Il reste du support originel une kyrielle de mini chutes en fin de strip, c'est-à-dire d'étage : parfois drôles, parfois bien vues. Greve y pratique le renversement systématique et le décalage. Ainsi, le pire pour une victime de cambriolage est que les voleurs n'aient rien trouvé digne d'être pris ; tandis que la montée du niveau des mers n'a pas d'importance quand on habite au 9e étage. Le monde de Katharine Greve est un jeu d'échecs où les voisins sont tous des adversaires – ils ne font semblant d'être d'accord que pour mieux pourrir la logique ennemie. Les gens du Sagittaire sont tous superstitieux, et si on ne parle pas de la Ligue 1, on peut toujours parler de la Ligue des Champions.

Le livre vaut aussi pour sa conscience nette des enjeux politiques : le Gratte-ciel définit le monde contemporain, ses peurs, ses solitudes, ses absurdités.
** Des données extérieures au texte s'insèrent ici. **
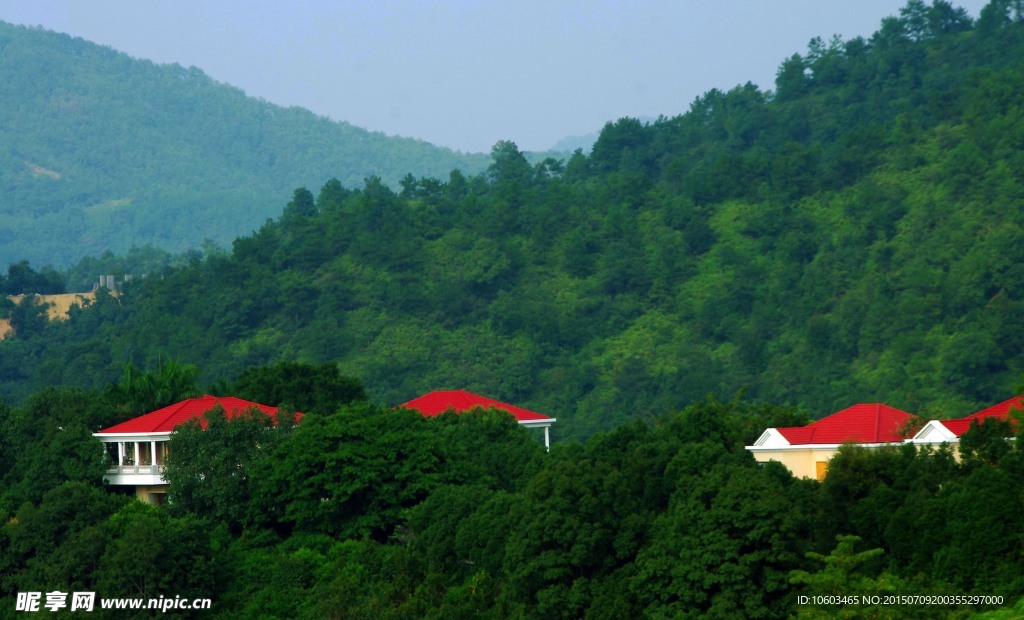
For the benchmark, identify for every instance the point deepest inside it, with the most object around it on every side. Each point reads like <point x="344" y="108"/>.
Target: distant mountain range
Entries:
<point x="104" y="152"/>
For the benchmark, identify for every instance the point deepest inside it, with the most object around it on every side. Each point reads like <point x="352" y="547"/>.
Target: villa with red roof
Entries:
<point x="138" y="447"/>
<point x="949" y="431"/>
<point x="461" y="401"/>
<point x="806" y="450"/>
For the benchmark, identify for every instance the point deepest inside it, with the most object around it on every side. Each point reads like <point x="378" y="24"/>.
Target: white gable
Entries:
<point x="770" y="439"/>
<point x="935" y="432"/>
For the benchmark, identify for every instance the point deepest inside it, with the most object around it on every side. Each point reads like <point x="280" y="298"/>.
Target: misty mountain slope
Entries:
<point x="99" y="151"/>
<point x="855" y="236"/>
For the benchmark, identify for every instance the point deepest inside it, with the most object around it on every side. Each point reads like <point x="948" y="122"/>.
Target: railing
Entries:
<point x="154" y="469"/>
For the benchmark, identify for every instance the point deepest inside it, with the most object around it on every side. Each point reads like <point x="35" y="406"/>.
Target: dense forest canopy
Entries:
<point x="854" y="235"/>
<point x="102" y="152"/>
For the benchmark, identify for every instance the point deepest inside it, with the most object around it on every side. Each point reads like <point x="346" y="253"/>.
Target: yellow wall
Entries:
<point x="803" y="463"/>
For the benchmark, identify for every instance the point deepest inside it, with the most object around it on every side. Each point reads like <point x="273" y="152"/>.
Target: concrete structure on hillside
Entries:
<point x="138" y="448"/>
<point x="459" y="401"/>
<point x="807" y="450"/>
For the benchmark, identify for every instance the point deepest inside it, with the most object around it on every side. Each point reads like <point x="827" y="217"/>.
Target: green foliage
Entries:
<point x="854" y="238"/>
<point x="304" y="387"/>
<point x="212" y="459"/>
<point x="50" y="442"/>
<point x="349" y="473"/>
<point x="140" y="393"/>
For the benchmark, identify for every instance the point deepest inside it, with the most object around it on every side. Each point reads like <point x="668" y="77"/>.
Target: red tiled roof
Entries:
<point x="999" y="412"/>
<point x="164" y="420"/>
<point x="459" y="401"/>
<point x="864" y="423"/>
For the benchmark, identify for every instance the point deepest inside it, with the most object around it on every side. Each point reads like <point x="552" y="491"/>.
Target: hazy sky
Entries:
<point x="465" y="74"/>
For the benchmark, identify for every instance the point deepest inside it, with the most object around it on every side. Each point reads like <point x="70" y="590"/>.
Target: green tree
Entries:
<point x="212" y="460"/>
<point x="306" y="387"/>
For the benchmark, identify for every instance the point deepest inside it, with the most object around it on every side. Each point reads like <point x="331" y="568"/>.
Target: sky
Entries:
<point x="465" y="74"/>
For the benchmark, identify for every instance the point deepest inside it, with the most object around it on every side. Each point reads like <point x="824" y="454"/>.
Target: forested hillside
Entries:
<point x="102" y="152"/>
<point x="854" y="236"/>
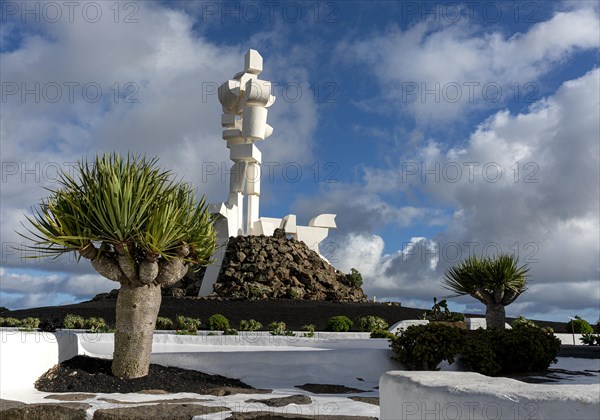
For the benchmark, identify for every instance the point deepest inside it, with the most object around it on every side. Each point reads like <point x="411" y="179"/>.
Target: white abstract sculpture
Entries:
<point x="245" y="100"/>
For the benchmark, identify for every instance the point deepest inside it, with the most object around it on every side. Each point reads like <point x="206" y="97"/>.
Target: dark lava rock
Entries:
<point x="367" y="400"/>
<point x="89" y="374"/>
<point x="64" y="411"/>
<point x="169" y="401"/>
<point x="276" y="267"/>
<point x="328" y="389"/>
<point x="267" y="415"/>
<point x="8" y="404"/>
<point x="163" y="411"/>
<point x="282" y="402"/>
<point x="70" y="397"/>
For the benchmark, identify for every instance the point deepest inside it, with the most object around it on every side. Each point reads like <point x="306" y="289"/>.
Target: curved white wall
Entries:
<point x="471" y="396"/>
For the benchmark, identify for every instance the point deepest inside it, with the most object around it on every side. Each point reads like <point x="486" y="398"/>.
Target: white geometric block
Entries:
<point x="289" y="224"/>
<point x="323" y="220"/>
<point x="229" y="95"/>
<point x="253" y="210"/>
<point x="311" y="236"/>
<point x="258" y="92"/>
<point x="237" y="177"/>
<point x="253" y="62"/>
<point x="253" y="179"/>
<point x="245" y="152"/>
<point x="254" y="125"/>
<point x="230" y="121"/>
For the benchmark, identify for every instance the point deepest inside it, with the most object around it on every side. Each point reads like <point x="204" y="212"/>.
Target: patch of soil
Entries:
<point x="93" y="375"/>
<point x="366" y="400"/>
<point x="329" y="389"/>
<point x="282" y="402"/>
<point x="295" y="313"/>
<point x="269" y="415"/>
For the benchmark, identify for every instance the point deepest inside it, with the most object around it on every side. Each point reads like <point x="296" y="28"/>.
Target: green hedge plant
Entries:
<point x="309" y="330"/>
<point x="218" y="322"/>
<point x="187" y="325"/>
<point x="279" y="328"/>
<point x="250" y="325"/>
<point x="163" y="323"/>
<point x="73" y="321"/>
<point x="579" y="326"/>
<point x="339" y="323"/>
<point x="371" y="323"/>
<point x="424" y="347"/>
<point x="10" y="322"/>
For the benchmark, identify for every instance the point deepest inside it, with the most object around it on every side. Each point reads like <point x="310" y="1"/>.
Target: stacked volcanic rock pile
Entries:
<point x="272" y="267"/>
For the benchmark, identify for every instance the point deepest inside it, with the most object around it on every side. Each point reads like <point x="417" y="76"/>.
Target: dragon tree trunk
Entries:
<point x="495" y="315"/>
<point x="137" y="309"/>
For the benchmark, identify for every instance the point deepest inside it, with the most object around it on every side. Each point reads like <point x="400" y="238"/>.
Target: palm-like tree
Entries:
<point x="495" y="282"/>
<point x="138" y="227"/>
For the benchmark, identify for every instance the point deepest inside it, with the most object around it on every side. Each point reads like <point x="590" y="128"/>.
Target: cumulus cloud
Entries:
<point x="438" y="69"/>
<point x="148" y="87"/>
<point x="540" y="201"/>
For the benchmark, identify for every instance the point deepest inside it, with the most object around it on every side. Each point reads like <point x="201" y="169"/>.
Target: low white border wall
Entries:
<point x="471" y="396"/>
<point x="252" y="358"/>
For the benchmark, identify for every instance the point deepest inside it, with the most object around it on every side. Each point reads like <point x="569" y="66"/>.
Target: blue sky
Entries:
<point x="434" y="130"/>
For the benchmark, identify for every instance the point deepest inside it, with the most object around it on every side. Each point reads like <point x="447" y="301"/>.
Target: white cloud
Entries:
<point x="466" y="67"/>
<point x="547" y="213"/>
<point x="23" y="289"/>
<point x="164" y="76"/>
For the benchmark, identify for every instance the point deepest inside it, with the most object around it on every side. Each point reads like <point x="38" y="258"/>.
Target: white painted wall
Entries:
<point x="24" y="357"/>
<point x="471" y="396"/>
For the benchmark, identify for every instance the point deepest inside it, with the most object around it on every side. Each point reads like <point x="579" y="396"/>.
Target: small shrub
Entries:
<point x="72" y="321"/>
<point x="579" y="326"/>
<point x="355" y="278"/>
<point x="521" y="350"/>
<point x="186" y="332"/>
<point x="382" y="334"/>
<point x="250" y="325"/>
<point x="218" y="322"/>
<point x="50" y="324"/>
<point x="590" y="339"/>
<point x="339" y="323"/>
<point x="293" y="293"/>
<point x="279" y="328"/>
<point x="309" y="330"/>
<point x="479" y="357"/>
<point x="190" y="325"/>
<point x="424" y="347"/>
<point x="522" y="321"/>
<point x="372" y="323"/>
<point x="94" y="324"/>
<point x="163" y="323"/>
<point x="440" y="312"/>
<point x="10" y="322"/>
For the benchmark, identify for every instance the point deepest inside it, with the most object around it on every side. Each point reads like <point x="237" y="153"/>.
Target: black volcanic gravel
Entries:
<point x="295" y="313"/>
<point x="93" y="375"/>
Rien d'étonnant à ce que les crises migratoires, le sexisme et l'environnement aient une place privilégiée dans les discussions. « Quand te décideras-tu à te faire enfin couper les cheveux, mon fils ? – Quand ça se fera en ligne. »
Un livre qui soit tout un immeuble, c'est sans doute le meilleur moyen d'y mettre toute une société.